The secrets and lies of day 2 of Picnic

Iskander Smit
Target_is_new
Published in
3 min readSep 25, 2008

Today it was day 2 for me at Picnic and just like day one I wasn’t disappointed. Of course it was not all top quality, but there was enough to trigger my thoughts (despite there were no real new insights). Even apart from all the pleasant meet-ups outside the conference hall of course.

The theme of the day was without a doubt the connection between real and virtual life e.g. the internet of things with the talks of Rafi Haladjian, Michael Tchao and Adam Greenfield.
But also the talk of Genevieve Bell about secrets and lies can be related to this theme.

People like Genevieve are the surprises you are looking for. Her thoughts on secrets and lies related to online social media were interesting. The tension between the possibility to be ultimate transparent in the things we do and the natural need to keep things for ourselves was inspiring.

The concept of privacy and security will be different if you start from the ideas of secrets and lies. Where control by the user is essential. Just like the audience control which is important in the new way we use communities, we also need possibilities to control our transparency.
My emerging thought: designing for online social activity is designing for hacking the truth.

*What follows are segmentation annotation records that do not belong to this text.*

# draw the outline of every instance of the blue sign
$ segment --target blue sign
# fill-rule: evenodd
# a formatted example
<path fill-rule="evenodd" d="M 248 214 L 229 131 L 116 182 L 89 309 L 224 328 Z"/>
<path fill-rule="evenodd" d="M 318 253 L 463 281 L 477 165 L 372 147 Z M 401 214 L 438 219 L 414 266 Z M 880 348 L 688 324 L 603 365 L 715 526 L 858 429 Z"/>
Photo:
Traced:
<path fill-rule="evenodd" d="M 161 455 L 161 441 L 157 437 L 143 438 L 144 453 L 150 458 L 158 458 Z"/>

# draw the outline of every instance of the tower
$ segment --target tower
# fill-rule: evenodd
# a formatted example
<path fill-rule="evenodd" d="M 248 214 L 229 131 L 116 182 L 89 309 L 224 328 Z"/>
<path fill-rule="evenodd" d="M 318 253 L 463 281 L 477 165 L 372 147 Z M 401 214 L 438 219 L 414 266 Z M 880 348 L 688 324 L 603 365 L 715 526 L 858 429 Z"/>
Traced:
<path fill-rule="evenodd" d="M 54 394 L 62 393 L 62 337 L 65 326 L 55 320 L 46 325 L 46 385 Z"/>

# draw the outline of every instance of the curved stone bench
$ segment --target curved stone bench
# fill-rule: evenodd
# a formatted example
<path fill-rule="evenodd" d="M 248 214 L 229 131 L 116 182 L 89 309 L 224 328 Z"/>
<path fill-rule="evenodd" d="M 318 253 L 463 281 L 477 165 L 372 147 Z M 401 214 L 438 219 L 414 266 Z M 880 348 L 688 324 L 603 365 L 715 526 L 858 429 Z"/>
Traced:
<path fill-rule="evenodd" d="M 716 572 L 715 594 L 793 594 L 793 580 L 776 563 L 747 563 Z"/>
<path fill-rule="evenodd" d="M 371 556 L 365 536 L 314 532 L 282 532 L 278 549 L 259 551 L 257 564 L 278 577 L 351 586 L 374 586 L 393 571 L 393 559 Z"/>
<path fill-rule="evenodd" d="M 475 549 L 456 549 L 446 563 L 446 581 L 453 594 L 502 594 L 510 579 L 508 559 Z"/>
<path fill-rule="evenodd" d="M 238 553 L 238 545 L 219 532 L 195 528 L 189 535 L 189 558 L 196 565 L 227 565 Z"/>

The things Genevieve talked about dealt with the way we adept real life to virtual life. The extreme form of this development to the internet of things was layed out in a very amusing and true presentation by Rafi of Violet, the makers of the Nabaztag Wifi rabbit. I saw this talk before on Reboot, but the months between he surely used to sharpen his presentation, and to complete the new product of course.
The world is divided in connected objects (cobjects) and not connected objects (nobjects), stated Rafi. His aim is to connect all the nobjects in 2010. Therefor he introduces RFID stamps you can stick on all products. Some ambition is never wrong. The Nabaztag rabbit is the hub that recognizes the stamps. I think however it will be very interesting as the recievers of the signals will be based on an open standard and send to the cloud. If all shops have these RFID readers, these can also funtion as recievers of the signals.

As extension of this vision on the internet of things you can connect the talks of Nike and Adam Greenfield. The latter has a strong theoretical but likely scenario where cities become also the receivers and processors of the signals. His concepts of ‘the long now’ and ‘the big here’ are nice definitions of the way all signals create a persistent history of traces of products and on the other hand a deep notion of reality.

Nike shows us the way you can translate all these theory into nowadays successful products and marketing. The Nike+ combines the insights that jogging is a social activity, music is part of jogging and the market is in the motivation-needed jogger.
From the following versions you can expect these will be even smarter in using the traced data into predictions and a virtual personal trainer.

I was expecting that Clay Shirky also touched the point from virtual to physical. This is the theme of his book Here comes Everyone as far as I thought (I still need to read it …). I believe that the principles we learn in online media like customizing of products and conversational choosing are also translated to the ‘old’ physical world. So I think I have to read his book to discover his insights on this topic.